Leucine metabolites do not attenuate training-induced inflammation in young resistance trained men.

Leucine metabolites may reduce training-induced inflammation; however, there is scant evidence for this assertion. We conducted a double-blind randomized controlled pragmatic trial where 40 male participants were allocated into 4 groups: α-hydroxyisocaproic acid group ([α-HICA], n = 10, Fat-free mass [FFM] = 62.0 ± 7.1 kg), ß-hydroxy-ß-methylbutyrate free acid group ([HMB-FA], n = 11, FFM = 62.7 ± 10.5 kg), calcium ß-hydroxy-ß-methylbutyrate group ([HMB-Ca], n = 9, FFM = 65.6 ± 10.1 kg) or placebo group ([PLA]; n = 10, FFM = 64.2 ± 5.7 kg). An 8-week whole-body resistance training routine (3 training sessions per week) was employed to induce gains in skeletal-muscle thickness.
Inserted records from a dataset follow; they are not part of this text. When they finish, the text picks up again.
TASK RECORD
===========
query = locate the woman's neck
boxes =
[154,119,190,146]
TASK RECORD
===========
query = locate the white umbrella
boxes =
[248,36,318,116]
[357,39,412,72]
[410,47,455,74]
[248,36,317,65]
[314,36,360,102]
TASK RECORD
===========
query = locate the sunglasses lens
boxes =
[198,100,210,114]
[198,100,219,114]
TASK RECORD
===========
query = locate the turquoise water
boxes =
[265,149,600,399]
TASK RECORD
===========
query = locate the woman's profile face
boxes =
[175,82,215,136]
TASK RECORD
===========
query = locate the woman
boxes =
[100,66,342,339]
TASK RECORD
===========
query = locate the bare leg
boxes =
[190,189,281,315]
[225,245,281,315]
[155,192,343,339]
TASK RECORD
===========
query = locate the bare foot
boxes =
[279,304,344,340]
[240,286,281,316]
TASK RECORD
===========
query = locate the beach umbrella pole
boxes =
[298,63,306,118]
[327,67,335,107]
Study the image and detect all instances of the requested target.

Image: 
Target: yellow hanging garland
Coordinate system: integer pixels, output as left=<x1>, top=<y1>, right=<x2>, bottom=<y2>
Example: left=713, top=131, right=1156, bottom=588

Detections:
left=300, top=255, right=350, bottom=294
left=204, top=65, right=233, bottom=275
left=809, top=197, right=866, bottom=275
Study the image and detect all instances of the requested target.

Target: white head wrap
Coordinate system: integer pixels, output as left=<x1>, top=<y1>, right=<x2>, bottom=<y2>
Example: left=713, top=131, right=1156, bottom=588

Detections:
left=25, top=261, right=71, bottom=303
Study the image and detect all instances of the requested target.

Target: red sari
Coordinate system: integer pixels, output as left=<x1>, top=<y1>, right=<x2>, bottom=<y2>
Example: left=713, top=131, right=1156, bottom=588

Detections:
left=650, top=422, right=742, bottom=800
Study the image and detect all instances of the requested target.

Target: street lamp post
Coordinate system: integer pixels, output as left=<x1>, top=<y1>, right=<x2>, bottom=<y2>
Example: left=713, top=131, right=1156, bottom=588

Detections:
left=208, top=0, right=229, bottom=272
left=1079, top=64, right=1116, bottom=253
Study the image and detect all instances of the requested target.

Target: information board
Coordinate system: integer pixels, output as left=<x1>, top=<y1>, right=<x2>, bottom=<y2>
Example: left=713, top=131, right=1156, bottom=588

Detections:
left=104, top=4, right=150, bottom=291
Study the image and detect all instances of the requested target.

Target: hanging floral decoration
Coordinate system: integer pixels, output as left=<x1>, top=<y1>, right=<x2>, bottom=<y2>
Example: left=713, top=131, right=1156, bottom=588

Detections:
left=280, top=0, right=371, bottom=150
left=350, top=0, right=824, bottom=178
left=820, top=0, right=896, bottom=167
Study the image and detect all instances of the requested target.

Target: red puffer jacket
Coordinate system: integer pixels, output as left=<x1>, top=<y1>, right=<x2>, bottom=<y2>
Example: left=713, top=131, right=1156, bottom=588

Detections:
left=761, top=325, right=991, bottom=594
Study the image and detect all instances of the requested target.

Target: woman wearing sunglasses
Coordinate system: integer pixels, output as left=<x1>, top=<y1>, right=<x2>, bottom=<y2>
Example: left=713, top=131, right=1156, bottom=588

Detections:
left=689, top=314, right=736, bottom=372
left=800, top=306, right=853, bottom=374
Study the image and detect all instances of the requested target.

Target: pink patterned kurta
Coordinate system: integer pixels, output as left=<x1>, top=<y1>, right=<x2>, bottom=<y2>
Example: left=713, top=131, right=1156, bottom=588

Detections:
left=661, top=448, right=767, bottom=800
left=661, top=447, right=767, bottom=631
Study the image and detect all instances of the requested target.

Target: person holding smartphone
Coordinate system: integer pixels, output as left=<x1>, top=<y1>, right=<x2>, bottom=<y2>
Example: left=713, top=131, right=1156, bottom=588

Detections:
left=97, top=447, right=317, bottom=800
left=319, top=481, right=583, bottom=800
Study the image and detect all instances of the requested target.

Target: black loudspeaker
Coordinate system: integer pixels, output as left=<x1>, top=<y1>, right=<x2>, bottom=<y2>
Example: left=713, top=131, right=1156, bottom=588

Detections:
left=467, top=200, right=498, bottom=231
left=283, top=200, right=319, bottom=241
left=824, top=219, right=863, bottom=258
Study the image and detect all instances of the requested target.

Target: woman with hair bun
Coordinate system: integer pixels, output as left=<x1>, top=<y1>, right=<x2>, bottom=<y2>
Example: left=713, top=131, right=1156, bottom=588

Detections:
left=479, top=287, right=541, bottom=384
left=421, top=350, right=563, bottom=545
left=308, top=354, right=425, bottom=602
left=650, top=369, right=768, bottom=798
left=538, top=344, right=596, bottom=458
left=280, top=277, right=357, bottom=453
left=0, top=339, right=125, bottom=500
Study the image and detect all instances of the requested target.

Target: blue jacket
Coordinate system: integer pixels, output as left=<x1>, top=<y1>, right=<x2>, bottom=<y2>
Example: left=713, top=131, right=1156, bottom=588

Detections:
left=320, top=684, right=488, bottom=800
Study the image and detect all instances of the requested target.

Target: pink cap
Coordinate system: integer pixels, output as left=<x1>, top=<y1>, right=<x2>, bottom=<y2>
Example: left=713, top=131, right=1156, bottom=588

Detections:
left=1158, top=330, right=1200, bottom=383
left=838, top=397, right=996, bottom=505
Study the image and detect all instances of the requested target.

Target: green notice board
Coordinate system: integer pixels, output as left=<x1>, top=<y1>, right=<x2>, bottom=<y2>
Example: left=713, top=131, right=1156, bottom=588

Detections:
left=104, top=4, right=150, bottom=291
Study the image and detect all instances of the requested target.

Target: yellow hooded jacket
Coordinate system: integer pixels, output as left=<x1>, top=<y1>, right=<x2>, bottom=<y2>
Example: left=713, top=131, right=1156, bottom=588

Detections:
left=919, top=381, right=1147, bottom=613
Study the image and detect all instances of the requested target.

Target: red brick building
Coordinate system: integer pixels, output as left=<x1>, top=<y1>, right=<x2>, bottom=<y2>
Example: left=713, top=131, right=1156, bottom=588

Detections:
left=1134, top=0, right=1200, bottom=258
Skeletal muscle thickness (MT), one repetition maximum (1RM), interleukin-6 (IL-6), high-sensitivity C-reactive protein (hsCRP) and tumour necrosis factor alpha (TNF-α) were assessed at baseline and at the end of weeks 4 and 8. Time-dependent increases were detected from baseline to week 8 for MT (vastus lateralis: p = 0.009; rectus femoris: p = 0.018), 1RM (back squat: α-HICA, 18.5% ± 18.9%; HMB-FA, 23.2% ± 16%; HMB-Ca, 10.5% ± 13.8%; PLA, 19.7% ± 9% and bench press: α-HICA, 13.8% ± 19.1%; HMB-FA, 15.5% ± 9.3%; HMB-Ca, 10% ± 10.4%; PLA, 14.4 ± 11.3%, both p < 0.001), IL-6, hsCRP (both p < 0.001) and TNF-α (p = 0.045). No differences were found between groups at any time point. No leucine metabolite attenuated inflammation during training. Additionally, backwards elimination regressions showed that no circulating inflammatory marker consistently shared variance with the change in any outcome. Using leucine metabolites to modulate inflammation cannot be recommended from the results obtained herein. Furthermore, increases in inflammatory markers, from training, do not correlate with any outcome variable and are likely the result of training adaptations.